Analysts at UBS this week cut their price target on the stock to 540 Danish kroner from 730 kroner as they cut survodutide’s top sales by nearly 80%.
“The tolerability data look very disappointing and will greatly limit its use,” they wrote in a research paper.
“Although the survodutide data is disappointing, we are still optimistic about petrelintide, a very important asset,” they added, maintaining a buy recommendation on the stock.
The stock recovered some of its losses, but remains down 38% year to date.
The promise of amylin
Petrelintide will need to succeed where survodutide struggles, with tolerability being the key to its commercial success. But it also faces competition from heavyweights like Eli Lilly.
At the American Diabetes Association’s Scientific Sessions (ADA) in New Orleans in early June, the industry came together to share clinical updates, with amylin as a focal point for medical professionals and investors alike.

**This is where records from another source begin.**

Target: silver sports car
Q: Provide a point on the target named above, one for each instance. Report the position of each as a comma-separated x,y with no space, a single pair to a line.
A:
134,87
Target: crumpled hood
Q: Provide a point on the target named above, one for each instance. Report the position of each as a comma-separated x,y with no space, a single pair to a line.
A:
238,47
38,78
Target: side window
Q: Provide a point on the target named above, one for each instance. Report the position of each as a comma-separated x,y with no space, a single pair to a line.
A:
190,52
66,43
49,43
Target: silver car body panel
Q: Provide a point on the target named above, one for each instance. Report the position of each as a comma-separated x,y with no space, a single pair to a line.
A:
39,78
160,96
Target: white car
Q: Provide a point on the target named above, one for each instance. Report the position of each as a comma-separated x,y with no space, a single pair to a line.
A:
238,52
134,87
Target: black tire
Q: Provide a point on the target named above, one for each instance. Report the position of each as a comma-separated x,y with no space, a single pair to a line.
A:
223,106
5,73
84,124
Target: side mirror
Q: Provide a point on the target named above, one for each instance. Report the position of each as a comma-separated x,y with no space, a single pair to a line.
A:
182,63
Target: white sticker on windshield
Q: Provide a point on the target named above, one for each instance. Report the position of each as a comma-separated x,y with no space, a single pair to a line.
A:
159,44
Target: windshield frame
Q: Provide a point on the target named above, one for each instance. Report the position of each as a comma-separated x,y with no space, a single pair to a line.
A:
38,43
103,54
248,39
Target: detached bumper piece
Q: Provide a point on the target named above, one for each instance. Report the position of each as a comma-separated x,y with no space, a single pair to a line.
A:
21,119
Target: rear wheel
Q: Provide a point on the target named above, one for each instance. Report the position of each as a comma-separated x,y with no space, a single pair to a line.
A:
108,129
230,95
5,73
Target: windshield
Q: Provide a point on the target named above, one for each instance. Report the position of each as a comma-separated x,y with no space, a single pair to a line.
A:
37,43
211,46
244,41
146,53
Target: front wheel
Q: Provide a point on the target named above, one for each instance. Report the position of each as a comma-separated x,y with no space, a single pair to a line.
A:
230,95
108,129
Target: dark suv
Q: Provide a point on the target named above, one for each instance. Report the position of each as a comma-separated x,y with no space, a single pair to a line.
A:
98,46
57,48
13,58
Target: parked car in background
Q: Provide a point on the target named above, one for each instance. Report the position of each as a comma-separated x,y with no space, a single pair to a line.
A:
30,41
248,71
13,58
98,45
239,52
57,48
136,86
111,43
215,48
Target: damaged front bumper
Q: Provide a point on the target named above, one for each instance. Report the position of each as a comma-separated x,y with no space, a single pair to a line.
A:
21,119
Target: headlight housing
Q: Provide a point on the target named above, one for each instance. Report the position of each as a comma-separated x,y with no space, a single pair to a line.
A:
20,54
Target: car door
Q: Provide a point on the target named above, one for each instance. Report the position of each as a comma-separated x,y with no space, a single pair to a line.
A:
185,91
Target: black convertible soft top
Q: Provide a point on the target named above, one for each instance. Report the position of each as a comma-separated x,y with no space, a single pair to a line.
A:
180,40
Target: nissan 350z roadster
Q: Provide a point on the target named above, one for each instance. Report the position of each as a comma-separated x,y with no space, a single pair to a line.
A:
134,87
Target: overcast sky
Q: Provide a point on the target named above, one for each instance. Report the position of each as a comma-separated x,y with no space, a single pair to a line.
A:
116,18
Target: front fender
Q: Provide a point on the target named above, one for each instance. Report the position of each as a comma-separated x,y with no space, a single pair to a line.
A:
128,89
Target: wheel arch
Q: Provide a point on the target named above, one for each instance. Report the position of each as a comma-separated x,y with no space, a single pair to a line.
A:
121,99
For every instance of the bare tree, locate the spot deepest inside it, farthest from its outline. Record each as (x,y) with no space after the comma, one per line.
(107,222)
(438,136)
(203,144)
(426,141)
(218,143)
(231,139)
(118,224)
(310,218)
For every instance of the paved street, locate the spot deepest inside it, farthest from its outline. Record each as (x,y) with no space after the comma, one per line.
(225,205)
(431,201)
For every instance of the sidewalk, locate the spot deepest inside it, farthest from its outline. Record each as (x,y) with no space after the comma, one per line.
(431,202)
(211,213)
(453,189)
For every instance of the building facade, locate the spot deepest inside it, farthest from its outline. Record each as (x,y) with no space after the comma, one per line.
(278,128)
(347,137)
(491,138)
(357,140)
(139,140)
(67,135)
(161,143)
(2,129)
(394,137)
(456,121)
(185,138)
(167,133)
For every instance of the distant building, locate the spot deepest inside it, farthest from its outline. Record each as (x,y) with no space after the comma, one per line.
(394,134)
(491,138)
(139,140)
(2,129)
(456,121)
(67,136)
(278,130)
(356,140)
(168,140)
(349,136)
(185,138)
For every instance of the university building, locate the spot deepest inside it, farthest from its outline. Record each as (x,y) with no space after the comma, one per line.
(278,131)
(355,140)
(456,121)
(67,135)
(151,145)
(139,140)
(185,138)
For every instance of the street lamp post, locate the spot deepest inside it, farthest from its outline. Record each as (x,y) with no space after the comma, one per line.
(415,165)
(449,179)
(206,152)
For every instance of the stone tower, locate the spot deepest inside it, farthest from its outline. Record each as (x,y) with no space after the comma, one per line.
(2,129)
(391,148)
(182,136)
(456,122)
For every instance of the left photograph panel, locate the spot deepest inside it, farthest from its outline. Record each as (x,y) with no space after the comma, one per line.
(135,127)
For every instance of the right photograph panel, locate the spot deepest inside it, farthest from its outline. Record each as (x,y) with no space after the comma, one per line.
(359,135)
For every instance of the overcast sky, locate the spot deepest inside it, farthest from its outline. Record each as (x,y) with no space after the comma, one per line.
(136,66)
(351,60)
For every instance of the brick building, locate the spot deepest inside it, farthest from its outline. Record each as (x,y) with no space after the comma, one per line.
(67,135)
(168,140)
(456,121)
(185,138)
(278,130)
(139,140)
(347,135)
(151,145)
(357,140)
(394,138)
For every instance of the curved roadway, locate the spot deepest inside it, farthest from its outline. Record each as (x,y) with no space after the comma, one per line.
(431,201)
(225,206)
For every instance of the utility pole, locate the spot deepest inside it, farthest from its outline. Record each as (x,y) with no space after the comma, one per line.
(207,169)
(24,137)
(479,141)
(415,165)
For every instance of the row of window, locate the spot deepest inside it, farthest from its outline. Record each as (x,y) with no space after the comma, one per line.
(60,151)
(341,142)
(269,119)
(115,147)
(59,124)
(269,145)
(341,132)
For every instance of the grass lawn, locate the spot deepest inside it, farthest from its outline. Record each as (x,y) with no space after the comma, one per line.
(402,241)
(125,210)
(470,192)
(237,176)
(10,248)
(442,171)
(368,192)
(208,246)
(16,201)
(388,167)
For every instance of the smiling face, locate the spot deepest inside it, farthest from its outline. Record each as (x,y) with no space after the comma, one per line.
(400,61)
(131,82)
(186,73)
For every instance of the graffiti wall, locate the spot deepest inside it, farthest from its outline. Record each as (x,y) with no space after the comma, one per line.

“Another theme from the ADA is the growing recognition of the need for a weight-loss drug but with a clean tolerance, which is the profile of amylin drugs such as petrelintide,” said UBS.
Zealand is operating in that “sweet spot” between double-digit weight loss and placebo-like tolerability with petrelintide, CEO Steensberg told CNBC’s Angelica Peebles at the ADA in New Orleans earlier this month. And it fits well with the call of medical experts for a good tolerability profile, especially weight maintenance after the use of GLP-1.
“I really believe that there is this amylin [drugs] launch, we can have that, which I described as the iPhone moment, because patients are very aware of the information they have on GLP-1s, and once you introduce a new method that gives you better information, people will line up to get access to that new weight loss drug rather than staying on more difficult drugs,” he said.
Amylin, like GLP-1, is a natural hormone that regulates blood sugar and appetite, but it is produced in the pancreas as opposed to the intestine.
Although many companies make drugs based on amylin, including Eli Lilly with eloralintide, the size of the consumer obesity market will likely allow more players, according to UBS.
Petrelintide, a developing Zealand in collaboration with Switzerland Rocheit is because it will start late exams in the second half of the year. It is also due to the report of moderate effects of petrelintide in patients with diabetes, who often struggle with weight loss.
Despite the obstacles, Jyske Bank analyst Henrik Hallengreen Laustsen sees a future for survodutide as a treatment for fatty liver disease, and petrelintide for obesity.
“My takeaway from the ADA in all company presentations was an increased focus on the negative effects and differentiation of current high-quality products,” Laustsen told CNBC.
“Zealand needs to tell the market what it’s doing [petrelintide] different from other Amylin-products,” he said, adding that the main players are Lilly and Novo Nordisk are firmly positioned in the current and future market.
For survodutide, discontinuation rates were significantly higher than marketed obesity drugs with a placebo-adjusted discontinuation rate due to adverse events of 18.8%, compared to about 4% for the leading therapies Wegovy and Zepbound.
That’s important because investors are increasingly comparing obesity drugs not only on efficacy but also on how many patients can stay on treatment. It also puts more pressure and lower risk on stocks, which suggests the importance of future trials evaluating the benefit of liver patients, according to Jefferies.
Several analysts, including Jefferies and UBS, point to the fact that Zealand’s inflection point will likely not come until 2027.
The presentation of Zealand about survodutide also came at the same time when Eli Lilly presented the results of its retatrutide, called “triple-G” which combines three hormones of the gut for high weight loss. Analysts at RBC described it as the most promising obesity treatment in development, with no effective plateau within 104 weeks.
That created a brutal backdrop where Zealand was not only judged on its data but also reflected in the light of Lilly’s increasingly dominant franchise.
Post-ADA, investors seem to value survodutide primarily as a product for obesity-related liver disease, while petrelintide continues to hold the narrative for obesity growth.